Temos, portanto, uma gigantesca caixa d’água subterrânea, com tampa de argila, capa formada por derrames de basalto, de onde derivam os solos avermelhados. Um manancial incrível, fundamental para o abastecimento atual e vital para o futuro. A exemplo de Dourados, aqui no nosso Mato Grosso do Sul, e de Ribeirão Preto, no nosso vizinho estado de São Paulo, mais de 100 cidades brasileiras já fazem uso do aqüífero. Mas o fato é que esse abençoado tampão argiloso não ocorre de forma homogênea, pois existem áreas de afloramento da própria rocha sedimentar: o arenito.

E é aí que mora o perigo. Nesses espaços de solo permeáveis, ou seja, porosos, e também chamados de zonas de recarga do Aqüífero Guarani, as águas das chuvas – penetrando com facilidade – aumentam o risco de contaminação. Sabe-se que o sonho de consumo de todo agricultor é o de plantar em terra roxa, plantar no tampão argiloso do aqüífero.

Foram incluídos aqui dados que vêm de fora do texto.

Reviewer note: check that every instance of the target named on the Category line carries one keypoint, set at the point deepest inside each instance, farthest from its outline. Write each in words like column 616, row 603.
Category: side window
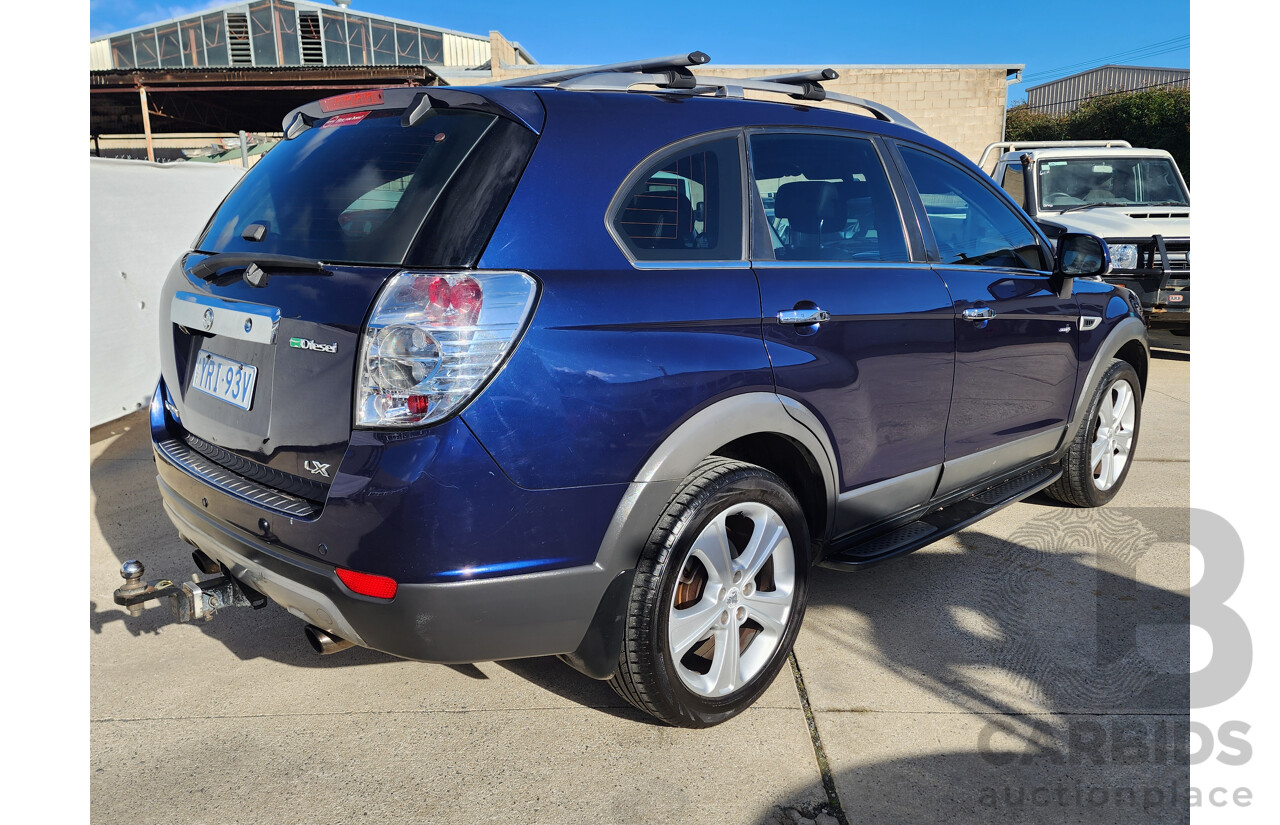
column 827, row 198
column 686, row 207
column 970, row 224
column 1011, row 182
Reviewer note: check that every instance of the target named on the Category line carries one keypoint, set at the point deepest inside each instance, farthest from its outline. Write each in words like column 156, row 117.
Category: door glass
column 1013, row 184
column 970, row 224
column 827, row 198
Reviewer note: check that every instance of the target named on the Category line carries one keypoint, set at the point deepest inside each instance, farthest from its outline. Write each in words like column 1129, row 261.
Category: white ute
column 1134, row 198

Mas, com a forte expansão da fronteira agrícola, também os solos arenosos (afloramento do arenito e também do aqüífero) vêm sendo ocupados por enormes plantios de soja, milho, cana. Esses solos, pela sua porosidade, facilitam que a água da chuva, em contato com os agrotóxicos e os fertilizantes químicos, contamine tanto o lençol freático quanto o próprio aqüífero.

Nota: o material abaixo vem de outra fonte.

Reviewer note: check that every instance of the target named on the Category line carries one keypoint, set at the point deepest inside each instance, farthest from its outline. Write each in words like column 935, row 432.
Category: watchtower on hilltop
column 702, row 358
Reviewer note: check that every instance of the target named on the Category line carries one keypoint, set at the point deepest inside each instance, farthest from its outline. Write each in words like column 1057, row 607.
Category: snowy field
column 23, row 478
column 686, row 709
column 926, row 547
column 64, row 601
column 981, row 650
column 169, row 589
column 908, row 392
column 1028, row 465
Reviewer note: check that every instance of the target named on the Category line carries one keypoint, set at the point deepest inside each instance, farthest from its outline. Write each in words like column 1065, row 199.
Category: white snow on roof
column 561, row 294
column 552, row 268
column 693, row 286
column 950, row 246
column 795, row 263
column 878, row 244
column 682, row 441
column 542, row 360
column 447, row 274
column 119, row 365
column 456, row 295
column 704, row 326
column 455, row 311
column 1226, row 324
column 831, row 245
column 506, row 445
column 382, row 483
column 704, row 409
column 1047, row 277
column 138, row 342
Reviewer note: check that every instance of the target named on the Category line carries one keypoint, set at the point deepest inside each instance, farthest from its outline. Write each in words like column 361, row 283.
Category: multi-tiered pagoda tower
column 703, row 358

Não que os solos argilosos (menos porosos) sejam imunes ao problema. Neles, embora os riscos de contaminação sejam menores, há de se ressaltar que o basalto (rocha-matriz desses solos e tampão do aqüífero) é uma rocha com fendilhamentos e fissuras, por onde a água envenenada também pode penetrar. Oportuno frisar que, conforme a Agência Nacional de Vigilância Sanitária (ANVISA), o Brasil tornou-se o líder mundial no consumo de agrotóxicos e o Aqüífero Guarani, com seus 50 quatrilhões de litros d’água potável, nunca esteve tão ameaçado.

E nem é preciso muito esforço para observar e perceber o quanto a superfície do aqüífero vem sendo transformada em grandes celeiros agrícolas – em Mato Grosso do Sul, essa realidade já é de plena visibilidade. Pesquisas da Embrapa, como de outras instituições, já vêm apontando, em vários pontos desse aqüífero, níveis de agrotóxicos próximos ao limite de risco para a saúde humana. Todos os sinais de alerta são poucos, pois, aqüíferos subterrâneos, uma vez contaminados, contaminados para sempre.

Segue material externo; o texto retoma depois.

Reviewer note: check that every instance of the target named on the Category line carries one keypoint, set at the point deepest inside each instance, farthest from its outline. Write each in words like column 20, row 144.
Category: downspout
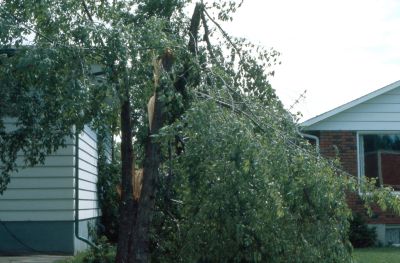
column 310, row 136
column 83, row 239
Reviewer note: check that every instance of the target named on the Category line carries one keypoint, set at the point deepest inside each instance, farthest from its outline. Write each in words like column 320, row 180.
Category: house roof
column 350, row 104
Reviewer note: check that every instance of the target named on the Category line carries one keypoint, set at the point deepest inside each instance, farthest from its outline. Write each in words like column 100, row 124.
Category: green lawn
column 377, row 255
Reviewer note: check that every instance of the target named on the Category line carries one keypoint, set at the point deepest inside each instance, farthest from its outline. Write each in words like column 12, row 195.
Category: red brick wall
column 344, row 143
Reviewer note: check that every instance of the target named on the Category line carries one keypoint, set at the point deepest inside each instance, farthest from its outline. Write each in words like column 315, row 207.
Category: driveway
column 32, row 259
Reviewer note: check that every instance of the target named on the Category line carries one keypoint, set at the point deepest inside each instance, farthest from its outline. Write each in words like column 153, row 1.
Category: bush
column 360, row 234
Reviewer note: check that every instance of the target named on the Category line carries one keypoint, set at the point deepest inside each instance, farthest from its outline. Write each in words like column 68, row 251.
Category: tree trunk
column 140, row 244
column 127, row 206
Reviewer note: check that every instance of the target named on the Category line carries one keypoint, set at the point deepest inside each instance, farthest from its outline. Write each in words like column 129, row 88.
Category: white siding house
column 366, row 135
column 379, row 110
column 47, row 208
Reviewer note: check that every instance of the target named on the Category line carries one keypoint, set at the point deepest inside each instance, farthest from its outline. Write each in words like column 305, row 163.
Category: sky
column 336, row 50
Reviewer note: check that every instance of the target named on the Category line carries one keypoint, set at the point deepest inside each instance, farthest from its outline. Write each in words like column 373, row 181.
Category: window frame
column 360, row 154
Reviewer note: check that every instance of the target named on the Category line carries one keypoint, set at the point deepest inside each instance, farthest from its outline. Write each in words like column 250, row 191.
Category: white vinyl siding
column 379, row 113
column 46, row 192
column 41, row 193
column 88, row 156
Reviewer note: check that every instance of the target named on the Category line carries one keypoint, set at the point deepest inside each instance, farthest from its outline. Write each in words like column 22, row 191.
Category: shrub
column 360, row 234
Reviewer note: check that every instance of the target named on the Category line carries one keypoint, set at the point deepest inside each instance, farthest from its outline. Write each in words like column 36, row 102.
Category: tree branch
column 224, row 33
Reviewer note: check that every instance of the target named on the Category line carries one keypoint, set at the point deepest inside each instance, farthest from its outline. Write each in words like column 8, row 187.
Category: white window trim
column 360, row 155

Projetos de gestão sustentável para esse aqüífero estão em andamento, mas, até agora, não há nenhum sistema de monitoramento que o proteja. Lamentável, uma vez que a ONU aponta que, no mundo, mais de 2 bilhões de pessoas já enfrentam a falta d’água. Por isso, um manancial gigantesco como o Aqüífero Guarani, caso seja preservado, seguramente, em breve seria mais do que útil. Seria um recurso estratégico para a humanidade. Porque não há vida sem água!

(*) Laerte Tetila é mestre em geografia física pela USP e deputado estadual (PT/MS).